­Two-Stage Hydrothermal Synthesis of TiO₂ Nanotubes with Variations of TiO₂/NaOH Molar Ratio

Abstract

TiO2 nanomaterial is a semiconductor material that exhibits promising photocatalysis activity. TiO2 nanomaterials can be converted into several forms, including TiO2 nanotubes, which have a larger surface area and more applications. In this study, TiO2 nanotubes were synthesized hydrothermally using TiO2 micro powder precursors. The synthesis involved two hydrothermal stages: the first to synthesize TiO2 nanoparticles from TiO2 micro powder precursors, and the second to synthesize TiO2 nanotubes from TiO2 nanoparticle precursors. TiO2 micro powder was added to the synthesis of TiO2 nanoparticles by hydrothermal at mole ratios of TiO2/NaOH of 0.01, 0.025, and 0.04, respectively. The TiO2 nanoparticles obtained exhibit a morphology in the form of short fibers, with particle sizes increasing as the mole ratios are added.

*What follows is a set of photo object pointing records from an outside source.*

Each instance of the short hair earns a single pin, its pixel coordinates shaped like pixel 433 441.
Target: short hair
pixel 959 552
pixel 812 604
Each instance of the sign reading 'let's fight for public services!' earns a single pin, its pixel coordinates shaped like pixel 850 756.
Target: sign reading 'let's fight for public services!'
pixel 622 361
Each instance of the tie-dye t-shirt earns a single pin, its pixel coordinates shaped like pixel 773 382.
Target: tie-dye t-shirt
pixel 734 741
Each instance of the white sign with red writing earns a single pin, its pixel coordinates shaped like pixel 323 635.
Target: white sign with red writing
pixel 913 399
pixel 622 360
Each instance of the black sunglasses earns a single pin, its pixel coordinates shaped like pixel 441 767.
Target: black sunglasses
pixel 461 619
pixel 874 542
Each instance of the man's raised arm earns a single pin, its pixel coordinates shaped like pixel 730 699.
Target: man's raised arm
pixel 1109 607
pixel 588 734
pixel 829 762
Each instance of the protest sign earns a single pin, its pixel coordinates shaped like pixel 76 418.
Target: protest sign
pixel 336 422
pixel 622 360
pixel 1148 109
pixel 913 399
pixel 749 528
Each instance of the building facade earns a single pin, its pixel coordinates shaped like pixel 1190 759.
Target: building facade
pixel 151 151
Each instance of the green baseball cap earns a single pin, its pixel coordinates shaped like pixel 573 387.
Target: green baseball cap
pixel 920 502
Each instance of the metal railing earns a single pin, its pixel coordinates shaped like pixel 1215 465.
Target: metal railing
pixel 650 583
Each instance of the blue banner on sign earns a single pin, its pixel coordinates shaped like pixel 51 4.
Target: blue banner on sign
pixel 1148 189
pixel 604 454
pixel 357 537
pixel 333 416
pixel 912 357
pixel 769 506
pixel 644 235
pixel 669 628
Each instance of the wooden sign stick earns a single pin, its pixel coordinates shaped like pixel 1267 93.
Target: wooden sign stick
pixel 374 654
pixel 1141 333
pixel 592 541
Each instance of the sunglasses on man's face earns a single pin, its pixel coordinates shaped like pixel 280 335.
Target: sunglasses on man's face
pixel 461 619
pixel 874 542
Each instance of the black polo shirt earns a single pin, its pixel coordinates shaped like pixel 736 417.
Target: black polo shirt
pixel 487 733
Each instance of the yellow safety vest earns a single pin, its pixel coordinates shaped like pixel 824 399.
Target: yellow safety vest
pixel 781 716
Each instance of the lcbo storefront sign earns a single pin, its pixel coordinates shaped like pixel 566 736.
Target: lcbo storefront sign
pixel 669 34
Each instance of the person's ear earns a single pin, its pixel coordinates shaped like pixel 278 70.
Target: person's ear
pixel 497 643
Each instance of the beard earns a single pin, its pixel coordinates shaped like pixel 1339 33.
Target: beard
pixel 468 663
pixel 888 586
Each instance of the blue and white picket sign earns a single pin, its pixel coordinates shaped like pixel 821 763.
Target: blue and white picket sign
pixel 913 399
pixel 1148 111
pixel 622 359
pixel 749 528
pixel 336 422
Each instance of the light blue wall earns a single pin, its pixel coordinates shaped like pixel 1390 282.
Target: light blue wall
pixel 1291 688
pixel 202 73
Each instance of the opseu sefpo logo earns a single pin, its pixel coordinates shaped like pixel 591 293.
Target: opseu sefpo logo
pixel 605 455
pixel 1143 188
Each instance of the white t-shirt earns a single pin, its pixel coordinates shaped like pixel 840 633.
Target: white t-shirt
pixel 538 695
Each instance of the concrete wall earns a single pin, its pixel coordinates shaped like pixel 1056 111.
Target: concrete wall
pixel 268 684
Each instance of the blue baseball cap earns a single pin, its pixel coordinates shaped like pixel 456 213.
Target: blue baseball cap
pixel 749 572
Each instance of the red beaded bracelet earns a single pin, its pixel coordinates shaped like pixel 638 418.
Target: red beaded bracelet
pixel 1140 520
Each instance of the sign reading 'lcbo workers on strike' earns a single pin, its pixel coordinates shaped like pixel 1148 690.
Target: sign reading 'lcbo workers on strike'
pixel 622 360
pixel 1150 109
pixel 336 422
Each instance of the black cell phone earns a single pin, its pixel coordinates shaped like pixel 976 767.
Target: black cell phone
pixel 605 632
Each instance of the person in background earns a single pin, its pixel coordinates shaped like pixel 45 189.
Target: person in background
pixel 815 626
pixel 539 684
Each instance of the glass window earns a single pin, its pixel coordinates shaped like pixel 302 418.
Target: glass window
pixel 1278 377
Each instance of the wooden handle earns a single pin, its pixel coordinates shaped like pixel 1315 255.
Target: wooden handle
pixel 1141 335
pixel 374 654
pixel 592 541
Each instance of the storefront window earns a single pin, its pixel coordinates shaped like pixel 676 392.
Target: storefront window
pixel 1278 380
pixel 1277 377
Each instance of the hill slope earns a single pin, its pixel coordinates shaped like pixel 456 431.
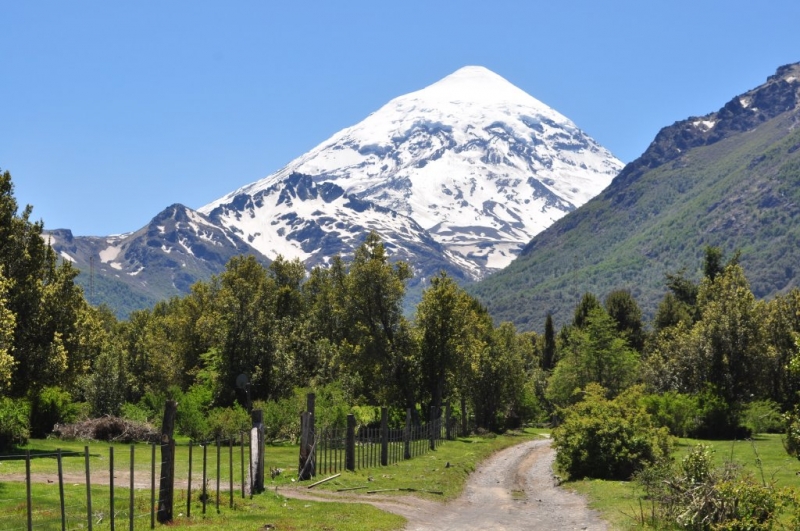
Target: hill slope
pixel 729 179
pixel 162 259
pixel 473 163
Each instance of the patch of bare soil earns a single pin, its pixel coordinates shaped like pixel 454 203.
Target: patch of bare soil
pixel 513 490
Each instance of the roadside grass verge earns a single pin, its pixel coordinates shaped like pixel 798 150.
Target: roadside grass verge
pixel 439 475
pixel 428 475
pixel 622 504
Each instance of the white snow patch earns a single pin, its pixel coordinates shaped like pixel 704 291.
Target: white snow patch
pixel 109 253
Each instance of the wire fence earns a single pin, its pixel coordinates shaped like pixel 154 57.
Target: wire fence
pixel 121 487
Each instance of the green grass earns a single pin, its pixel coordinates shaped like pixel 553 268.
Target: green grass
pixel 438 475
pixel 428 472
pixel 621 502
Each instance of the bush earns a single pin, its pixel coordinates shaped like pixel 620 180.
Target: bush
pixel 14 423
pixel 717 419
pixel 136 412
pixel 226 423
pixel 608 439
pixel 762 416
pixel 698 497
pixel 52 406
pixel 110 429
pixel 675 411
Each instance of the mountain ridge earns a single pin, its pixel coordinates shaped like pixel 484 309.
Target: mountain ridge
pixel 735 188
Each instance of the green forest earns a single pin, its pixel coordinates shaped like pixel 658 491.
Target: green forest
pixel 714 363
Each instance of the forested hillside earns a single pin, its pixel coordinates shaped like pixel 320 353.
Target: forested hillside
pixel 729 180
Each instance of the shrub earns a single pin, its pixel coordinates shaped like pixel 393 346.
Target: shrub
pixel 136 412
pixel 14 423
pixel 52 406
pixel 108 428
pixel 675 411
pixel 193 408
pixel 762 416
pixel 717 419
pixel 226 423
pixel 608 439
pixel 698 497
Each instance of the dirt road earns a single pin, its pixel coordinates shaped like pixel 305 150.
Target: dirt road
pixel 513 490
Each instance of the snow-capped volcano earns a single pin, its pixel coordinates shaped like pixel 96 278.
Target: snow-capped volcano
pixel 472 165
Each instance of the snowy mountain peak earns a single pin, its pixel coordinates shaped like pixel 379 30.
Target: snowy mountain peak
pixel 471 163
pixel 475 85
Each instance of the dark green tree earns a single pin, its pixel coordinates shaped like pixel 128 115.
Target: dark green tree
pixel 588 303
pixel 622 307
pixel 549 350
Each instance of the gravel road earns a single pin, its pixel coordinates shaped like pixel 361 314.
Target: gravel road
pixel 513 490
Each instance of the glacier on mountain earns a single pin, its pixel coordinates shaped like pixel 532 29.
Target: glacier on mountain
pixel 470 167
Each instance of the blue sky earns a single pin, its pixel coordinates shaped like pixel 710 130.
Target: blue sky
pixel 111 111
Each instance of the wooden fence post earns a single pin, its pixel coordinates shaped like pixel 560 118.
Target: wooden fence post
pixel 218 471
pixel 132 490
pixel 257 452
pixel 384 436
pixel 407 436
pixel 152 487
pixel 241 453
pixel 307 465
pixel 350 443
pixel 448 424
pixel 432 425
pixel 28 488
pixel 88 489
pixel 111 486
pixel 167 485
pixel 61 490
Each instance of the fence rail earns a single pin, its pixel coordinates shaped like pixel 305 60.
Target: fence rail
pixel 127 493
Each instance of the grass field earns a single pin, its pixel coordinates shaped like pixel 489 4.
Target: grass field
pixel 621 502
pixel 428 475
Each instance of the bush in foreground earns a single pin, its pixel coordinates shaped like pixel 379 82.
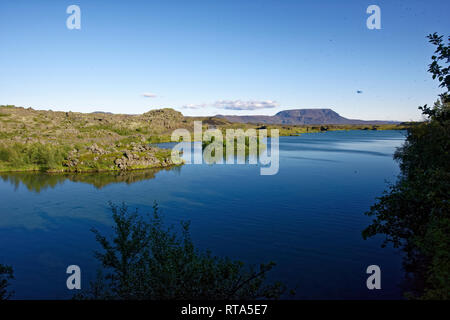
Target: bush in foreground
pixel 145 260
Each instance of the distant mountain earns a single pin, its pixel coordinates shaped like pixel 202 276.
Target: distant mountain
pixel 302 116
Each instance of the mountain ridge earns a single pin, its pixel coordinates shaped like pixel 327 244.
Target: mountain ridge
pixel 302 117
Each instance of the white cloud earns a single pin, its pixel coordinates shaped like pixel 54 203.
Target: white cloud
pixel 245 105
pixel 235 105
pixel 149 95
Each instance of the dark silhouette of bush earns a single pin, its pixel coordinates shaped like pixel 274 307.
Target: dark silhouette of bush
pixel 414 214
pixel 6 274
pixel 145 260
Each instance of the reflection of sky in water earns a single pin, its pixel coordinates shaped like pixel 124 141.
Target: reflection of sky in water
pixel 308 218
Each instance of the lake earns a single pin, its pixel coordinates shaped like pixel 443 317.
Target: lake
pixel 307 218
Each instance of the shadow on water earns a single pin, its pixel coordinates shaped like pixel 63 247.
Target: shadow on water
pixel 39 181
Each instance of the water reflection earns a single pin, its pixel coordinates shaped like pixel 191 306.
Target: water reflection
pixel 38 181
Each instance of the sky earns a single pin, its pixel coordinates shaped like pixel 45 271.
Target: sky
pixel 221 57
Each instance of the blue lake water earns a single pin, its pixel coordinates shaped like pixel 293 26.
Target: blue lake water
pixel 307 218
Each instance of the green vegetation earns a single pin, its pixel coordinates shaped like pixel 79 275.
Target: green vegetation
pixel 35 156
pixel 32 140
pixel 6 274
pixel 145 260
pixel 414 214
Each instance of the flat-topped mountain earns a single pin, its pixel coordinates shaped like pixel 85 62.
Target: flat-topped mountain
pixel 302 116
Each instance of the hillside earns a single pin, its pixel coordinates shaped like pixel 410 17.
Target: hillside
pixel 41 140
pixel 302 117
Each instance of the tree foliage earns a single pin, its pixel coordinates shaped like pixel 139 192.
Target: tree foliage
pixel 414 213
pixel 145 260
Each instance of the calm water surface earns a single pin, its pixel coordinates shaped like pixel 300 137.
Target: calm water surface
pixel 308 218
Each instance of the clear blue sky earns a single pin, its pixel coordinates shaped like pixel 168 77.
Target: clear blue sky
pixel 292 54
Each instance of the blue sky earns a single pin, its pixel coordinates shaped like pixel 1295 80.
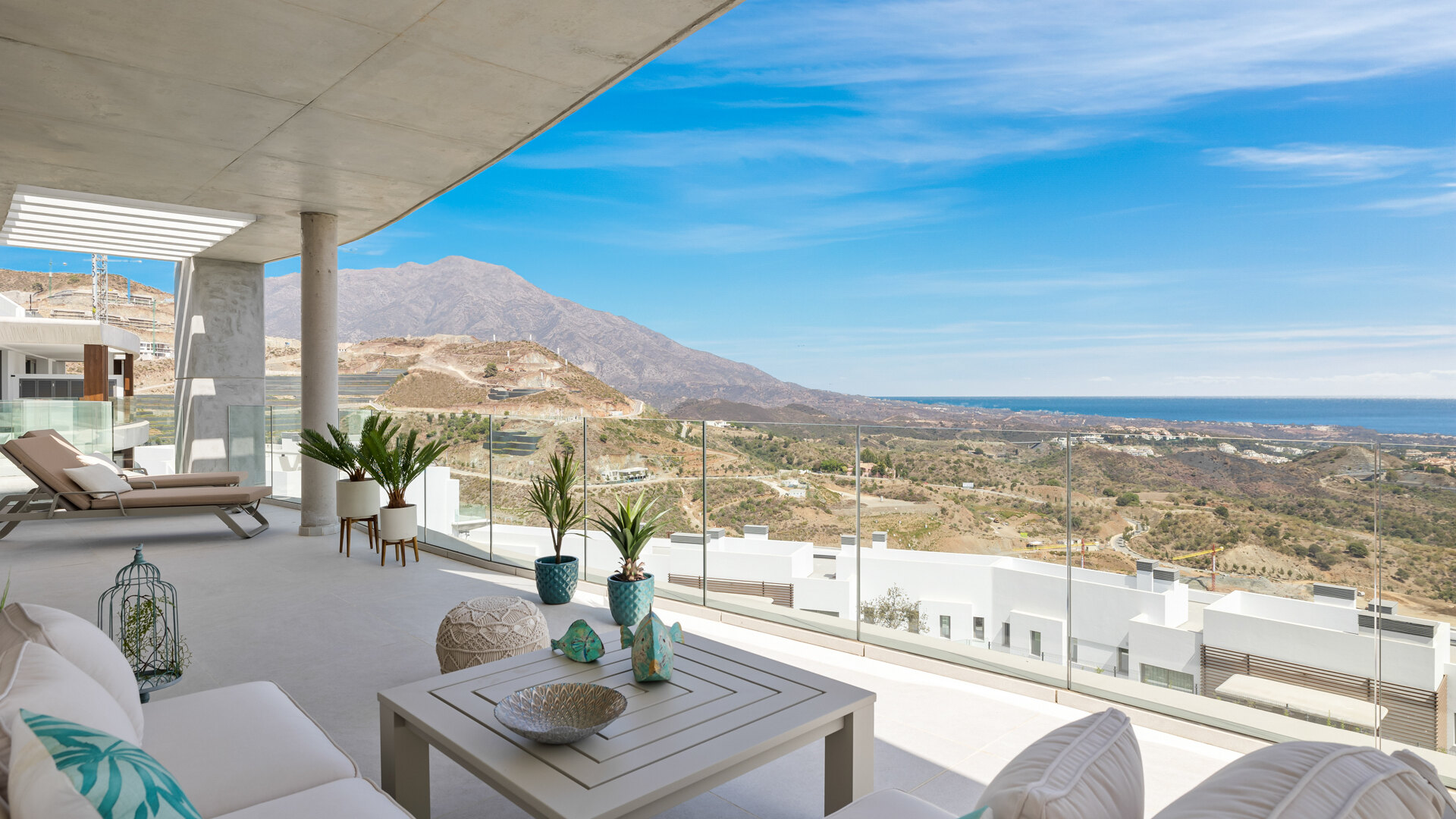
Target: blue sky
pixel 1005 199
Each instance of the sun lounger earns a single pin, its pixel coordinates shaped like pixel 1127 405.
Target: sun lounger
pixel 55 497
pixel 145 482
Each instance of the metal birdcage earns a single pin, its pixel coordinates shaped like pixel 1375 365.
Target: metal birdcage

Furthermore, they possess an anatase crystal structure at all mole ratios of TiO2/NaOH. Subsequently, the TiO2 nanoparticles are calcined at 450°C. The results of the TiO2 nanoparticle calcination show that the morphology is in the form of short fibers, which are smaller than those of the uncalcinated sample. The calcinated sample also has larger particle sizes and an anatase crystal structure, compared to the uncalcinated sample. The TiO2 nanotubes obtained exhibit an elongated tube morphology with outer diameters ranging from 3.93 to 11.44 nm, inner diameters ranging from 2.5 to 4.25 nm, and a wall thickness of 1.09 to 3.4 nm. The surface area of the TiO2 nanotubes is 256.744 m2/g.